- The Washington Times - Thursday, June 30, 2005

Virginians will save money on their groceries but spend more on cigarettes when two tax changes take effect today.

The sales tax on food will decrease from 4 cents per dollar to 2.5 cents per dollar.

According to the Virginia Department of Taxation, the food tax cut will save a family of four with an income of $60,000 about $83 a year. A family of four with an income of $100,000 will save about $105 a year.

The cigarette tax will increase from 20 cents to 30 cents per pack, costing a pack-a-day smoker $36.50 more per year than last year.

The cigarette tax increase was part of a $1.38 billion tax-reform package passed by the legislature last year to avoid government shutdown and preserve the state’s prized AAA bond rating. The package also increased the sales tax and the tax on real estate transactions and imposed an excise tax on other tobacco products.

Revenue from the cigarette tax will provide health care for children from low-income families and elderly and disabled Virginians.

“Tax reform was really that,” said Ellen Qualls, a spokeswoman for Gov. Mark Warner. “It wasn’t just the sales and cigarette tax increase. There really were tax cuts to make the system more fair, meet our core commitments and preserve our fiscal integrity.”

The food tax originally was scheduled to be reduced in half-cent increments over three years. An unexpected budget surplus prompted Mr. Warner, a Democrat, and the legislature to expedite the cut. It does not apply to food bought in restaurants.

“Reducing the tax on food will help all Virginians, but it will provide the greatest benefit to working Virginians because they spend a larger proportion of their income on food,” Virginia Tax Commissioner Kenneth W. Thorson said.
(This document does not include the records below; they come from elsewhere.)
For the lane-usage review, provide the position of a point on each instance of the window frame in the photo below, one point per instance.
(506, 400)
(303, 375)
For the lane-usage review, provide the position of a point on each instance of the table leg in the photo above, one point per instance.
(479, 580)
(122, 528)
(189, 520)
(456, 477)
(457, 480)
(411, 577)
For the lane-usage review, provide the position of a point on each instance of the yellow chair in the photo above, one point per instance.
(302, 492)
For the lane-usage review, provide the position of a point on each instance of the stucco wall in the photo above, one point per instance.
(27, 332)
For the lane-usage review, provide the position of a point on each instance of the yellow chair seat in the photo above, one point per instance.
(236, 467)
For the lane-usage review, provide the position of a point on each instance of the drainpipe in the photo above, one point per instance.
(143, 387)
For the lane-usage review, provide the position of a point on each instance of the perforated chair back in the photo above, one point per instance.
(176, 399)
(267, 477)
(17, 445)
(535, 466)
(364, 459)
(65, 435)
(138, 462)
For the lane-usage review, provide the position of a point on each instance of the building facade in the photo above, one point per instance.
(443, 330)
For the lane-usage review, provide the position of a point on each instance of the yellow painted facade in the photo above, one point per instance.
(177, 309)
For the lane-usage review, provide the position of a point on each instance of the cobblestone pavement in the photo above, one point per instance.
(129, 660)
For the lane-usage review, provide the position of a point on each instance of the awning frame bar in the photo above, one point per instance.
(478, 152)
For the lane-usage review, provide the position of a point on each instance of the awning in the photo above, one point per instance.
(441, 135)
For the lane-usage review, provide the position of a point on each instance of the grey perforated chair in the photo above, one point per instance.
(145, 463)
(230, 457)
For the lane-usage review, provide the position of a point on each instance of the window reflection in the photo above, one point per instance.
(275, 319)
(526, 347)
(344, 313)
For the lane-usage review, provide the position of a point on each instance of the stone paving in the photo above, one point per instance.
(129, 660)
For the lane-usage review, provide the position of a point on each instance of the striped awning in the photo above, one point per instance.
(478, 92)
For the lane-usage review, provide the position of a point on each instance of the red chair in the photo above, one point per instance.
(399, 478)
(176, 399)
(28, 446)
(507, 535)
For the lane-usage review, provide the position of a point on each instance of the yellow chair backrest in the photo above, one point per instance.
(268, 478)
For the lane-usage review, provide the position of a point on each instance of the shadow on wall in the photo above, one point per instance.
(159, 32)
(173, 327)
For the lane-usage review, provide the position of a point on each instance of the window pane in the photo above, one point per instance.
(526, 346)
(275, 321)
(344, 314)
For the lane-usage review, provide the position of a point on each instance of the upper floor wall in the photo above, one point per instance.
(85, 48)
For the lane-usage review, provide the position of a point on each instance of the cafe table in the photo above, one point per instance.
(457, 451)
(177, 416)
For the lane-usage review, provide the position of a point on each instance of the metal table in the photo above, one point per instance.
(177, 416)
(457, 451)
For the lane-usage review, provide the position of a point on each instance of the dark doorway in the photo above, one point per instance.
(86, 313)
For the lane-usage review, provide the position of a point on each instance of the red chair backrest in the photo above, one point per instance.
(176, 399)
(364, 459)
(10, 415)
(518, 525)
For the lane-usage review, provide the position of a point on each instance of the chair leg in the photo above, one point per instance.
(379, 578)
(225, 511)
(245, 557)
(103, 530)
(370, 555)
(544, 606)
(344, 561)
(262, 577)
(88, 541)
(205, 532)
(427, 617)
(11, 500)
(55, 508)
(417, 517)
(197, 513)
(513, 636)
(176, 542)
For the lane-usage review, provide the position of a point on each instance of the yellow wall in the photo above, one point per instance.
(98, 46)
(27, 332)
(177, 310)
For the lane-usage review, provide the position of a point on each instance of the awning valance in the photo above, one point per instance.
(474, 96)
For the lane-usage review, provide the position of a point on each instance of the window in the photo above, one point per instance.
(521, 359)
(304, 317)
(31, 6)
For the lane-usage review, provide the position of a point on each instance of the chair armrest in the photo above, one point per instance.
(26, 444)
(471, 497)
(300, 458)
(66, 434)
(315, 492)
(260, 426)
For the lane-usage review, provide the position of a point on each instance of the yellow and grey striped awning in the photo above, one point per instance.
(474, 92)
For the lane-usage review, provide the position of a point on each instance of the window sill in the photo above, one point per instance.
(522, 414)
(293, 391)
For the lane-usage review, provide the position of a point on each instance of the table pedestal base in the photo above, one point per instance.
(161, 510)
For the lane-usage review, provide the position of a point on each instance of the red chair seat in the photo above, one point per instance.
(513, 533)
The legislature eliminated the sales tax on nonprescription drugs several years ago. The tax on other items, including nonfood items at the grocery store, remains a nickel on the dollar. That means a shopper buying a loaf of bread, a bottle of aspirin and a roll of paper towels is taxed at three separate rates for each item.

When Virginians file their state income taxes next year, they will see many of the tax cuts passed last year.

The tax-reform package raised the personal and dependent exemption from $800 to $900, raised the standard deduction for married taxpayers filing jointly from $5,000 to $6,000, and the standard deduction for married taxpayers filing separately from $2,500 to $3,000.

It also removed about 142,000 taxpayers from the tax rolls by raising the filing threshold.

This article is based in part on wire service reports.